Anchored 50 metres off a perfect beach, the real question remains: how do you set foot on the sand? The 'last metre' has its rules, techniques and traps — here they are.
Swimming in: the default
Simplest for a swim stop: boat anchored outside the swim zone, waterproof pouch for phone and cash. Two cautions: never leave the boat without someone able to handle it if the wind may freshen, and judge the distance honestly — 50 metres with children is already a crossing.

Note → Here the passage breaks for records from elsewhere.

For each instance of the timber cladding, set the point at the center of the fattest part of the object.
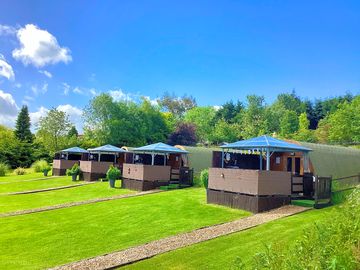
(95, 166)
(146, 172)
(140, 185)
(63, 163)
(254, 204)
(251, 182)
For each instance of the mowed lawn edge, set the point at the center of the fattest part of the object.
(61, 236)
(222, 252)
(56, 197)
(28, 176)
(51, 182)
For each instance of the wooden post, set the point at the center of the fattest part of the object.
(222, 158)
(316, 190)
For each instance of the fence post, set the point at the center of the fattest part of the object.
(316, 189)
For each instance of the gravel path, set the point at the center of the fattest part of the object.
(47, 189)
(157, 247)
(29, 180)
(65, 205)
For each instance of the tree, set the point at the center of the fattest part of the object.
(155, 128)
(345, 123)
(22, 128)
(53, 130)
(9, 152)
(202, 118)
(229, 111)
(225, 132)
(291, 102)
(322, 131)
(185, 134)
(289, 124)
(73, 132)
(304, 133)
(253, 118)
(178, 106)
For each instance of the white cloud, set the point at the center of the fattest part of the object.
(74, 113)
(5, 69)
(93, 92)
(77, 90)
(8, 109)
(7, 30)
(66, 88)
(35, 116)
(39, 48)
(153, 102)
(27, 100)
(39, 89)
(46, 73)
(120, 95)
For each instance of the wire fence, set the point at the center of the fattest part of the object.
(345, 183)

The tender: the little-known rules
On weekly charters the tender runs the beach-and-restaurant service. Worth knowing: above 6 hp its engine requires a license; at night it must carry a light; and in buoyed swim zones it uses the crossing channels at 5 knots maximum. The tender and its outboard are often EXCLUDED from the excess waiver — theft at the restaurant pontoon is the classic claim: padlock, always.
Beaching: pure sand only
Nosing a RIB onto the sand is a licensed pleasure… when the operator allows it (ask!) and on pure sand: one pebble scratches a hull, billed on the deposit. Engine tilted, bow to the open sea, and never in swell — a grounded boat that 'slaps' degrades in minutes.
Swim zones: the yellow line
Yellow buoys mark bather-only zones: closed to boats, full stop. Anchor beyond, swim in or use the channel. Fines fall fast in summer, and it is a leading cause of deposit disputes — the boat's GPS keeps the track.